12. Elaborating his arguments that the award is against public policy, Mr. Singla contends that the State Bank of India, Behrain recovered the amount of foreign currency loan from the petitioner by invoking counter guarantee thereby receiving the amount of loan in cash. Similarly, the EXIM Bank/State Bank of India, New Delhi for the recovery of their loans adjusted cash compensation adjudged by ECGC under their construction policy out of Rs. 30.84 crores settled by them in form of cash payment. On receipt of this amount, both the State Bank of India, Behrain as well as EXIM Bank/State Bank of India, New Delhi issued no objection for release of compensation bonds to the petitioner. As the amount had allegedly been paid in cash by the petitioner to the banks, it wanted the respondent also to repay the amount in cash so as to enable it to release compensation bonds in favour of the respondent. On the respondent not making payment in cash, the petitioner discounted the Reserve Bank of India bonds and released them at a discounted factor of 20%. Mr. Singla, therefore, submits that as it was pursuant to the policy of the Government of India that the payment was required to be made in cash and discounting was pursuant to the said policy, the award given by the arbitrator holding that the petitioner was not justified in discounting the bonds, was against public policy.

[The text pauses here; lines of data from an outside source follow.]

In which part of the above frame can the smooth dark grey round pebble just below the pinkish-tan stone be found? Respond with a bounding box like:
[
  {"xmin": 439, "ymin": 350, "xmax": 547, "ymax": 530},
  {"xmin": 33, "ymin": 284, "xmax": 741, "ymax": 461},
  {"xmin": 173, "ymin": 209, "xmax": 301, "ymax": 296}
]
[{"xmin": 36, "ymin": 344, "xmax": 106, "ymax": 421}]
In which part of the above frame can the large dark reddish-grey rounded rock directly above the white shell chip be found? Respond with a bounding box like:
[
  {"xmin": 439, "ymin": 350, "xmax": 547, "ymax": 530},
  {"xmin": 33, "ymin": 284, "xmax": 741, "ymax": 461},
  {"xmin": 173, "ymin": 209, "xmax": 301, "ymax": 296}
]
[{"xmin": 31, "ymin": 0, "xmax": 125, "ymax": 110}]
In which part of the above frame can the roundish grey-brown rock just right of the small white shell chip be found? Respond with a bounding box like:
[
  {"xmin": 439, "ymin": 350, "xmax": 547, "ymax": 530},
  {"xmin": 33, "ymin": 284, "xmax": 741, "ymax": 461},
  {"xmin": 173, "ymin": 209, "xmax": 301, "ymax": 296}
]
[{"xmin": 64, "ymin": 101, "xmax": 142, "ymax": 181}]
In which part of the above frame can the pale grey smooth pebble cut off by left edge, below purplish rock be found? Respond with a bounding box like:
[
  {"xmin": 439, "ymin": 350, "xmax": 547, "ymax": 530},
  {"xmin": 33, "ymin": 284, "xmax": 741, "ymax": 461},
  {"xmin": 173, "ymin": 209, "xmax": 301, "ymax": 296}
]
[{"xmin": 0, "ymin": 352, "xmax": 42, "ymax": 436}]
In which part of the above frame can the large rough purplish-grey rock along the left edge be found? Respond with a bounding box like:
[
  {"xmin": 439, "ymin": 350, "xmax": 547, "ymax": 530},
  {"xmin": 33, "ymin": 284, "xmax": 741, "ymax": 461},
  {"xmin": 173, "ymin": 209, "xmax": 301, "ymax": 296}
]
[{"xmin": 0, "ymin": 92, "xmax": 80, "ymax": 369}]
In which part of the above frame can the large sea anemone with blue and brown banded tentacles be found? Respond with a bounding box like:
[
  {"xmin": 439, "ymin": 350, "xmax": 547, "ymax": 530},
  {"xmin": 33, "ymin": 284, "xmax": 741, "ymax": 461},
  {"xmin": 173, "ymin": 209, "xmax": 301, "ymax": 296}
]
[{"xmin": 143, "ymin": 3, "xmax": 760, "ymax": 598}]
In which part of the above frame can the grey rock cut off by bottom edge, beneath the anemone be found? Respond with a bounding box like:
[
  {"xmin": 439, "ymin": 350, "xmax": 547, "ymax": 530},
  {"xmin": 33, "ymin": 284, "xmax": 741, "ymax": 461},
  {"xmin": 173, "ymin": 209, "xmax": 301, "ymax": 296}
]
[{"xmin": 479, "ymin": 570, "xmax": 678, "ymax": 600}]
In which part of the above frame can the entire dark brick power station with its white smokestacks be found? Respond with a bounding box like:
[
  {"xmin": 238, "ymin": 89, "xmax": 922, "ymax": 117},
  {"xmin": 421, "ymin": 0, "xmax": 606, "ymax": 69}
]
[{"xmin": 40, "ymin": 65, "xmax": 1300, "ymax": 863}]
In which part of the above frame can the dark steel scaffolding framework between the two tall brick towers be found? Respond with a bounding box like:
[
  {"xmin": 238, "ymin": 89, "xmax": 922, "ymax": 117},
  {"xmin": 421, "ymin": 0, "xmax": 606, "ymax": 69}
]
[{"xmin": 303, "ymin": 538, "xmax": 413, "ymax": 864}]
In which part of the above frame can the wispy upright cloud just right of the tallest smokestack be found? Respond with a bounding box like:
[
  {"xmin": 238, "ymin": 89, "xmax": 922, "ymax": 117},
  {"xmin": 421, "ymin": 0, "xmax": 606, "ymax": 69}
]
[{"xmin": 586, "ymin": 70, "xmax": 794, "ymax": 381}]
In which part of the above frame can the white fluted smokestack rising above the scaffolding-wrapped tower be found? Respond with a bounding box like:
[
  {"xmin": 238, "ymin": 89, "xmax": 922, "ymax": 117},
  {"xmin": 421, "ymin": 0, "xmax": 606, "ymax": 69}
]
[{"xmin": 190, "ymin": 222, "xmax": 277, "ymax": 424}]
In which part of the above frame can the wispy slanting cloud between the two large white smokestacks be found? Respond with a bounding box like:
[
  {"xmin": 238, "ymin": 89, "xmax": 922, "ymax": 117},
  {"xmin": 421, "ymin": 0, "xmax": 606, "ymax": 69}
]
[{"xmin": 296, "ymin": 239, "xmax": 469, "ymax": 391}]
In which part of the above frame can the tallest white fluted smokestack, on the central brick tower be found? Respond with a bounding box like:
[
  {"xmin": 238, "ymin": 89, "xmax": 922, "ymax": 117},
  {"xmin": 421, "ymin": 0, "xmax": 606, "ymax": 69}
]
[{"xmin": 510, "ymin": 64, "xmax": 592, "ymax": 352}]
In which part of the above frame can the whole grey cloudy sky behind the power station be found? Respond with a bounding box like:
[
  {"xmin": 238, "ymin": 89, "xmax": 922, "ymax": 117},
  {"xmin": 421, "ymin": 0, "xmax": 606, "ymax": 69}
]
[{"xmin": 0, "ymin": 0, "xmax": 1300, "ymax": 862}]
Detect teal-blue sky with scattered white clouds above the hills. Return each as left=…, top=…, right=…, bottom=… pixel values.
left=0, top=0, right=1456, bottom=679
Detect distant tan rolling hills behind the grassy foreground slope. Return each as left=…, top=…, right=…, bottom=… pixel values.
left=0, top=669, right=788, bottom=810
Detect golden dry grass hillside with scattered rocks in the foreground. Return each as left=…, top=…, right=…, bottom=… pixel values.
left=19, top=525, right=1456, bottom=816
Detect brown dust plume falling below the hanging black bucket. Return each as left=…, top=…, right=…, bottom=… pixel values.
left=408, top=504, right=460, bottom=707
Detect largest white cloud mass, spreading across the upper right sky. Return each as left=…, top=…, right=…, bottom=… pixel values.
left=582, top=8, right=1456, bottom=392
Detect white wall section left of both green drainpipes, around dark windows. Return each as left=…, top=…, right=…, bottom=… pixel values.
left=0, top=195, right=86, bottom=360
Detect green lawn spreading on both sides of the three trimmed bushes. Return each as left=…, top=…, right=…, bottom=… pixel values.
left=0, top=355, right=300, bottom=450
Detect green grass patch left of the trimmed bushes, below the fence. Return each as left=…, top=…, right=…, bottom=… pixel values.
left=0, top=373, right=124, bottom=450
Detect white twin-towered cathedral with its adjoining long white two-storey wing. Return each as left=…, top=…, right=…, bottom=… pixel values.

13. It is an admitted position that no payment was made in cash by the petitioner to the banks. It was either the encashment of the bank guarantee given on behalf of the petitioner or by payment made to the bank by the Ministry that no objection was issued by the banks for release of Reserve Bank of India bonds to the petitioner. Even assuming for the sake of argument that the payment made by the Ministry to the bank on behalf of the petitioner and the encashment of the bank guarantee given by the Ministry on behalf of the petitioner was payment in cash, the question is whether the respondent was obliged to make payment in cash and if so on not making such payment in cash whether the petitioner was entitled to discount the bonds and such discounting was in the interest of public policy. The contention of Mr. Singla is that the task force recommendations were a public policy and as the award was not in accordance with the recommendations of the task force, the same was liable to be set aside under Section 34(2)(b) of the Act.

14. I have given my thoughtful consideration to the arguments advanced by Mr. Singla but I have not been able to persuade myself to agree with him . On a reading of the award, I do not find any finding against either the recommendations of the task force or any alleged public policy. There is nothing in the recommendations of the task force that the bonds will be released at a discount. If the intention of the parties was that the re- payment of loan was to be made by the respondent in cash and on not making such payment the petitioner was entitled to discount the bonds, the same would have been so incorporated in some of the documents which had been placed before the arbitrator. Neither the recommendations of the task force nor any document placed before the arbitrator show that the petitioner was entitled to discount the bonds. In my opinion, no question of public policy is involved in the present case. It is only to bring this case within the four corners of Section 34(2)(b) of the Act that this argument of public policy has been advanced by the petitioner.

15. In my opinion, therefore, none of the grounds contained in Section 34 or Section 31(b) of the Act exists for setting aside the award. It is now well settled that it is not open for the Court to sit as a Court of Appeal over the decision of the arbitrator. The Court will not substitute its own views in place of the views of the arbitrator, if the view taken by the arbitrator is a plausible view under the terms of contract, even if the same is erroneous. In my opinion, the petitioner has not been able to make out any case for setting aside the award of the arbitrator.

16. I, therefore, find no merits in the application of the petitioner and the same is, accordingly, dismissed. In the facts and circumstances of the case, however, the parties are left to bear their own costs.